Perchè le associazioni dei commercianti non rappresentano i commercianti

Perchè le associazioni dei commercianti
non rappresentano i commercianti

Perchè le associazioni dei commercianti
non rappresentano i commercianti
 Non son solito usare parole tenere nei confronti della professionalità (piuttosto scarsa) di chi rappresenta i lavoratori dipendenti, in particolare, per quanto attiene una visione dello sviluppo della provincia di Savona assolutamente succube dei poteri forti.
Tuttavia ci sono associazioni di categoria in quanto a rappresentanza dei propri associati riescono nell’improbo risultato di fare ancora peggio. Sembra impossibile, ma è così.

 Partiamo dalla mamma di tutti gli inciuci ovvero la Presidenza della Camera di Commercio. Le organizzazioni dei commercianti sono state decisive, in provincia e in regione, nel far assurgere l’uno e trino dottor Luciano Pasquale alle presidenze medesime. Ovvero i rappresentanti di coloro che col cappello in mano chiedono respiro alle banche in genere e alla Cassa di Risparmio di Savona, in particolare, eleggono a proprio ancor più sommo rappresentante il Presidente della Cassa medesima. Sprovvedutezza ingenua dei rappresentanti? Macchè più di un inciucio per lucrare qualche posticino nell’assemblee camerale. Da questo punto di vista, il torto dei commercianti è quello di non conoscere i giochi, forse perchè la stampa locale di solito poco birichina col potere, quando non completamente accovacciata ai suoi piedi, non ne parla o fa incomprensibili giri di parole.
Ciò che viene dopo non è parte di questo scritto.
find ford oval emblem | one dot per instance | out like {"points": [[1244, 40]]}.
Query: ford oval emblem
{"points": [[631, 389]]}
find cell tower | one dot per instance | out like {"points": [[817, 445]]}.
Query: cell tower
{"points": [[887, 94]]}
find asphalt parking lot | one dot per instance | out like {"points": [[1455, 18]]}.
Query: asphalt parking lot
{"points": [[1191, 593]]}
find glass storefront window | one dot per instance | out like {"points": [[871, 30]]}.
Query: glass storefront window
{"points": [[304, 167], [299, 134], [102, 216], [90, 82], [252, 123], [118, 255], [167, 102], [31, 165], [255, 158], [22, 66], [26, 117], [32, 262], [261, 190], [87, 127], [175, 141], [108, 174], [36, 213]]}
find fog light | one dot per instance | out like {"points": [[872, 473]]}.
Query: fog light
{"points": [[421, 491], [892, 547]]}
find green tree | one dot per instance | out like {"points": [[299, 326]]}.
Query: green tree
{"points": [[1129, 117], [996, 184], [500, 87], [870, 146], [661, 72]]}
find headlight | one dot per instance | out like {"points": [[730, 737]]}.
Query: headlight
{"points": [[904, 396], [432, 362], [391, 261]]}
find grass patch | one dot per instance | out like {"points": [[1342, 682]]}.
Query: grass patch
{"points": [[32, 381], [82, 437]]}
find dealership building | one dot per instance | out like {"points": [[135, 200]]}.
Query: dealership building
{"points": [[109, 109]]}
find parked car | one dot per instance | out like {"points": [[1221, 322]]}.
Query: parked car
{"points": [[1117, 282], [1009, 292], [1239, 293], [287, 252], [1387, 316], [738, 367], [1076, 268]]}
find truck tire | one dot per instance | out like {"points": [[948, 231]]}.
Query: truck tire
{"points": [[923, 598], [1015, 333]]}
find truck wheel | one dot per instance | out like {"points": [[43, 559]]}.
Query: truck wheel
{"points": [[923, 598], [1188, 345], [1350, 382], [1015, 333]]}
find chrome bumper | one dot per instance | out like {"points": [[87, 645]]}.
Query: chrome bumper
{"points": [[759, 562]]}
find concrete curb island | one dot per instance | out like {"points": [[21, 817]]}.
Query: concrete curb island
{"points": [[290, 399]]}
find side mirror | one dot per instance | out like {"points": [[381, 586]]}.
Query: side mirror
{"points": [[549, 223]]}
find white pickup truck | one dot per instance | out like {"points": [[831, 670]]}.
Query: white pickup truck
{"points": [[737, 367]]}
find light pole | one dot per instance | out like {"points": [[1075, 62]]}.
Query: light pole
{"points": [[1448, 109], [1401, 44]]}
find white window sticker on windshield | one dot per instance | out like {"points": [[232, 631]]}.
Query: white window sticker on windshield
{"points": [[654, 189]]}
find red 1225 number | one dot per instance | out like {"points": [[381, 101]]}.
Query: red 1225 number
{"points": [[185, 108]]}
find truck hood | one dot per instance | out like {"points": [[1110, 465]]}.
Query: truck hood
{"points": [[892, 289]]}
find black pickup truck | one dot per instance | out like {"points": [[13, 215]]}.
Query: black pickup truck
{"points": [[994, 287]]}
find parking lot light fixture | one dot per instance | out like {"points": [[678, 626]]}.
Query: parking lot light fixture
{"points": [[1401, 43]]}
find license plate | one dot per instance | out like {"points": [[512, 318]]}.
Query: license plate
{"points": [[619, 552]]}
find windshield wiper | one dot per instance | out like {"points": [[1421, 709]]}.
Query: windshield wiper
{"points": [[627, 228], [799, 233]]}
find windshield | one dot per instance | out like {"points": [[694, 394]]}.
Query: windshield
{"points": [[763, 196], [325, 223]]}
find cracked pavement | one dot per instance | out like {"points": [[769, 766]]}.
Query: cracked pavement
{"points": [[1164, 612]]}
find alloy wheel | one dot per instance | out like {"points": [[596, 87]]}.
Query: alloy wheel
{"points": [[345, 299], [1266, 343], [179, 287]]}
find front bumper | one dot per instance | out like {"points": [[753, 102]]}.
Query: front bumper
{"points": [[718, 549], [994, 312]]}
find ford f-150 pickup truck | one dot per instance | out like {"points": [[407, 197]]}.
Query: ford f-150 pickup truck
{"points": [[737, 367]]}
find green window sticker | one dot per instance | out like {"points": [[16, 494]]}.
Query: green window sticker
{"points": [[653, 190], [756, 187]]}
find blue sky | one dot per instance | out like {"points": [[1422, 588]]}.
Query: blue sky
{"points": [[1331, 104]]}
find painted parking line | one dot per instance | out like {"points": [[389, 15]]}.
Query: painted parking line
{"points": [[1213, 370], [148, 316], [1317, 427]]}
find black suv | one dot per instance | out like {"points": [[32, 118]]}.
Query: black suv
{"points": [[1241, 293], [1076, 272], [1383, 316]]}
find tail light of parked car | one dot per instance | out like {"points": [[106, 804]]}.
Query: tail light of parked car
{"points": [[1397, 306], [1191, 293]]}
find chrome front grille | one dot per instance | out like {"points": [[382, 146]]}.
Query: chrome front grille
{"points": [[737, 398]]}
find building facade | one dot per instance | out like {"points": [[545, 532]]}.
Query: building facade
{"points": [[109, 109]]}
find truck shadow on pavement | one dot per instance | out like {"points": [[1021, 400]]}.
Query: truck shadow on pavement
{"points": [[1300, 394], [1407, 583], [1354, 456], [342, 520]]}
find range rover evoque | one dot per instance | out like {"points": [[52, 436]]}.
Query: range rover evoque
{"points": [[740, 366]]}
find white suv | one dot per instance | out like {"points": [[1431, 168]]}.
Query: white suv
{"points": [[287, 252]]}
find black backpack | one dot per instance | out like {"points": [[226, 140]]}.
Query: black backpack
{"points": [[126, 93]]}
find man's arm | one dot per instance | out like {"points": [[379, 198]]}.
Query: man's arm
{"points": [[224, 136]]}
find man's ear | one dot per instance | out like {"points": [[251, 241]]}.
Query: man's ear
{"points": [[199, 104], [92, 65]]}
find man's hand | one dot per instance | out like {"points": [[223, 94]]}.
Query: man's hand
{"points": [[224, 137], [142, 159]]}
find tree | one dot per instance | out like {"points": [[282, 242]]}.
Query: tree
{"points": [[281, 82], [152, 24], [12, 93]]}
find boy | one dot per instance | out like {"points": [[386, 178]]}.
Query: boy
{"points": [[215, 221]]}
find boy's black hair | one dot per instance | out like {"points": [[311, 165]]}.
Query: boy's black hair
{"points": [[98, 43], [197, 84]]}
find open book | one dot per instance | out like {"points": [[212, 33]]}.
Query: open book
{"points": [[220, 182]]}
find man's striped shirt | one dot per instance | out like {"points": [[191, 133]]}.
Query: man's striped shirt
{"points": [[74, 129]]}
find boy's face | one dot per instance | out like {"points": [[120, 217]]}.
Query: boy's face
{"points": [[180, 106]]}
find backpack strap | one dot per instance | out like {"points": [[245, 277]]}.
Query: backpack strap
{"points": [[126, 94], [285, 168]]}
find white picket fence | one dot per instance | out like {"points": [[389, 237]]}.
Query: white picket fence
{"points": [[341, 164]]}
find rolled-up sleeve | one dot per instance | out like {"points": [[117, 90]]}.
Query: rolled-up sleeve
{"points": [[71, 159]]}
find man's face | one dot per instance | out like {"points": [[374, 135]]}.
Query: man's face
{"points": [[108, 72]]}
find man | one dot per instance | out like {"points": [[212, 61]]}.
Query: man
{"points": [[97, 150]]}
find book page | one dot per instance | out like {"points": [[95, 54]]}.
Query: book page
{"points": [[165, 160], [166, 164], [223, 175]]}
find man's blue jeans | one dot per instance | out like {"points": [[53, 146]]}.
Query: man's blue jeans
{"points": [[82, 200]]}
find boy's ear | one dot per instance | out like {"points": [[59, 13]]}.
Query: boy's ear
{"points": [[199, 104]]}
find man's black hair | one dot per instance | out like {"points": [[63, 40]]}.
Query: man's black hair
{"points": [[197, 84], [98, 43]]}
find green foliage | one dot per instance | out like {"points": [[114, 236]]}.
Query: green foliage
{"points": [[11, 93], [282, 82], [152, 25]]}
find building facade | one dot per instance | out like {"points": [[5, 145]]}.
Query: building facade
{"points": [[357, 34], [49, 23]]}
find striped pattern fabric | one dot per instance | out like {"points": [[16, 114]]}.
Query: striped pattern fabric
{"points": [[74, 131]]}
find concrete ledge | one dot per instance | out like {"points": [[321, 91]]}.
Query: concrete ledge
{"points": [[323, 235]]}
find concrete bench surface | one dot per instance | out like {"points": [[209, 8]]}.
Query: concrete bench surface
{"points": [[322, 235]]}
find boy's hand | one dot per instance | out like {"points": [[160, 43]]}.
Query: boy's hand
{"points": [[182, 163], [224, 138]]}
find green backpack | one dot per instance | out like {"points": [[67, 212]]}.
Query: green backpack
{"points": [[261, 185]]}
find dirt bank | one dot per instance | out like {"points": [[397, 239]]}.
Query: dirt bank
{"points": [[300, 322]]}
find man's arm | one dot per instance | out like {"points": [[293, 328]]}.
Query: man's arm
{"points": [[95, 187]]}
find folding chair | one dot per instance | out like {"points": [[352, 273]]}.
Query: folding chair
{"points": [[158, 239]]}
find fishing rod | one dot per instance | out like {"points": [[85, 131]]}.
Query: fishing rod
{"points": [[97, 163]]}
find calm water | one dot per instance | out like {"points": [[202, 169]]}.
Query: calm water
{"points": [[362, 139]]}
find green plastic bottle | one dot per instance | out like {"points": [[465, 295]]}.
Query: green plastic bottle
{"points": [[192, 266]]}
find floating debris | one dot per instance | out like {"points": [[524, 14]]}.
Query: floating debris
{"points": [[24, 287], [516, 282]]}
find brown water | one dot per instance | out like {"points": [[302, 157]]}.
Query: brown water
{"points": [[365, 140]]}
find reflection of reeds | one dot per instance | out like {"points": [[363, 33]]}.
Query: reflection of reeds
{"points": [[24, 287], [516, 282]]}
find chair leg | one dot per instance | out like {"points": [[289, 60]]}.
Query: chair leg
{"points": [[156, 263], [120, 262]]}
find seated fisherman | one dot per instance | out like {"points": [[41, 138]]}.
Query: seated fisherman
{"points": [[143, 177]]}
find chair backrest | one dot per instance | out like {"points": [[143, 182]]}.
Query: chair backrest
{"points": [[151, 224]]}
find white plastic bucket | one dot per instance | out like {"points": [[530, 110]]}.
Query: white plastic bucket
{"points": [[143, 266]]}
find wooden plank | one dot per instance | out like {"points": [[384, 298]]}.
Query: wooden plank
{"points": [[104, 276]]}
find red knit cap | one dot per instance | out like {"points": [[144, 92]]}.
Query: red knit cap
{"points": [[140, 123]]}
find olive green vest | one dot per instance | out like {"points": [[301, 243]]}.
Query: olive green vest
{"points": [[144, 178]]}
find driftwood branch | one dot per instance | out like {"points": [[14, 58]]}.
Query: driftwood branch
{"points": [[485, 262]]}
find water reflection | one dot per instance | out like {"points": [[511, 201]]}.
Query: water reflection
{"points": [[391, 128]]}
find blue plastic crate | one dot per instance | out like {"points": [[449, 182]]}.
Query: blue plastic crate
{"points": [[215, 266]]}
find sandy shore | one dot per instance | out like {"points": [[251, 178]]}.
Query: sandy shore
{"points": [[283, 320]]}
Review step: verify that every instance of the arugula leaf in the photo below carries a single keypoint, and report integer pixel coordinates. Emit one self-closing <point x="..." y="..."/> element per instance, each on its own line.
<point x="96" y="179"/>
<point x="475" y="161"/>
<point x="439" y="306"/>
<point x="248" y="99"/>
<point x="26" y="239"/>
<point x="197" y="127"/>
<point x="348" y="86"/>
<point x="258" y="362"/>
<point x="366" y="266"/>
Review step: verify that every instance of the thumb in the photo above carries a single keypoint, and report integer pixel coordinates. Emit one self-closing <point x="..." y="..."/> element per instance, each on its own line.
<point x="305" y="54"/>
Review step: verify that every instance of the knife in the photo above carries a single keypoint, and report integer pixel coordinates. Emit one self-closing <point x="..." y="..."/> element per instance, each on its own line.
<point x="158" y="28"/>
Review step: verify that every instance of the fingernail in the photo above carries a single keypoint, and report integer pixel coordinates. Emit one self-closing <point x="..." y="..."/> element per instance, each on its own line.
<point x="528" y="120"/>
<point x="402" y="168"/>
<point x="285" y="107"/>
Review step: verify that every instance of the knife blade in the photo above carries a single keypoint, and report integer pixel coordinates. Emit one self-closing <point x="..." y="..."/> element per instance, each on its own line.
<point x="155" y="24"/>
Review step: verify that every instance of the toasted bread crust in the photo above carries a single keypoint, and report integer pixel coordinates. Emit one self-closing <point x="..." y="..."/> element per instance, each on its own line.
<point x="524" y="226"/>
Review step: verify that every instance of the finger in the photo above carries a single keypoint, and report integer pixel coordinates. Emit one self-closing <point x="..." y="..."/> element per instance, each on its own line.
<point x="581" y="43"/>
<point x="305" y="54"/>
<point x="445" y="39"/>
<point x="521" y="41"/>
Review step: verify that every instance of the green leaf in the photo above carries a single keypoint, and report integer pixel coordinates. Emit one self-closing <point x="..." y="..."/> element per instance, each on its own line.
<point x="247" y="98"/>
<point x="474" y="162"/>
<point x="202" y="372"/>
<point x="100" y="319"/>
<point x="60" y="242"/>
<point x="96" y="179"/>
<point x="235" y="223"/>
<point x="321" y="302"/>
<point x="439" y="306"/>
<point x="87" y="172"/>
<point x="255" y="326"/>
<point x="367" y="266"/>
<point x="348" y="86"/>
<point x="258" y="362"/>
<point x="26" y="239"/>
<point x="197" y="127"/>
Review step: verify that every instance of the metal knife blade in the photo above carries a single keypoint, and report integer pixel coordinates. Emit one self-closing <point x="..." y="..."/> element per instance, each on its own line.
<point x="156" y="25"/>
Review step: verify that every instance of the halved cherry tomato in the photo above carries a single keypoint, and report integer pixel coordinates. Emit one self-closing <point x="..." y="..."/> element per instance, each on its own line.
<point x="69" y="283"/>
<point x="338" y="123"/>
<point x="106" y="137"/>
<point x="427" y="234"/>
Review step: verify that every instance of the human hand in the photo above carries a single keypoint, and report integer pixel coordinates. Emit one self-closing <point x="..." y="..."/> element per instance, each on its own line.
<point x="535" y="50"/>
I commercianti non sanno o talora fingono di non sapere che i propri rappresentanti hanno tali e tanti culi di pietra da mantenere che è assolutamente illusorio che da loro ne derivino opzioni chiaramente favorevoli al piccolo commercio.

Il piccolo commercio agonizza, soprattutto quello che era il presidio umano più concreto delle nostra periferie chiude i battenti, strangolati con affitti esorbitanti dai proprietari dei muri (pura rendita parassitaria sindaco economista e rottamatore dei miei stivali?), messi fuori gioco dai tre, diconsi tre, centri commerciali aperti nel raggio di sei kilometri, strangolati dalle tasse, alzano bandiera bianca.
E il comune aveva chiesto loro ogni tipo di sacrificio: aperture festive e magari anche notturne per intrattenere i crocieristi, mercati centrali e rionali che si moltiplicano sempre con la scusa che le bancarelle dei mercati animerebbero la vita cittadina.

Di fronte a questo surplus di richieste, le associazioni dei commercianti non hanno battuto ciglio o se l’hanno fatto è stato magari per schiarirsi la voce prima di andare a cantare su un’altra rametta. Si fa, ma non si dice e se qualcuno obietta si dice che si è fatto.

Lo sviluppo della grande distribuzione, che ha anche i suoi problemi legati alla innegabile crisi economica e le sue casse integrazione e le sue chiusure, è il boia designato del piccolo commercio e le ipotizzate aperture di sempre nuove gallerie commerciali (tra un po’ quella del vecchio San Paolo) configurano il commercio come un interminabili alberi della cuccagna o alberi da frutto da scrollare, sperando che qualcosa scenda giù.

Un tempo, forse con poca fortuna tra i commercianti, c’era un partito della sinistra che aveva un membro della segreteria che si occupava dei ceti medi, ora in tempi di forsennato interclassismo il problema della città trasformata in cimitero di botteghe non interessa né a loro, né ai culi di pietra delle associazioni commercianti. L’importante è che nessuno batta un colpo sull’IMU sostenuta, per colpa di Monti certamente, ma anche di un comune indebitato fino al collo che nel corso di questi anni si è valso di competentissimi assessori che hanno riempito le casse comunali di tanti bei derivati.

Sullo sfondo di questo quadro allucinante si ode il coro a bocca chiusa, non della Butterfly di Puccini, ma dell’opposizione di centro destra che, se per caso, apre bocca in consiglio comunale, riecheggia più toni da assemblea condominiale a cui è evidentemente più avvezza.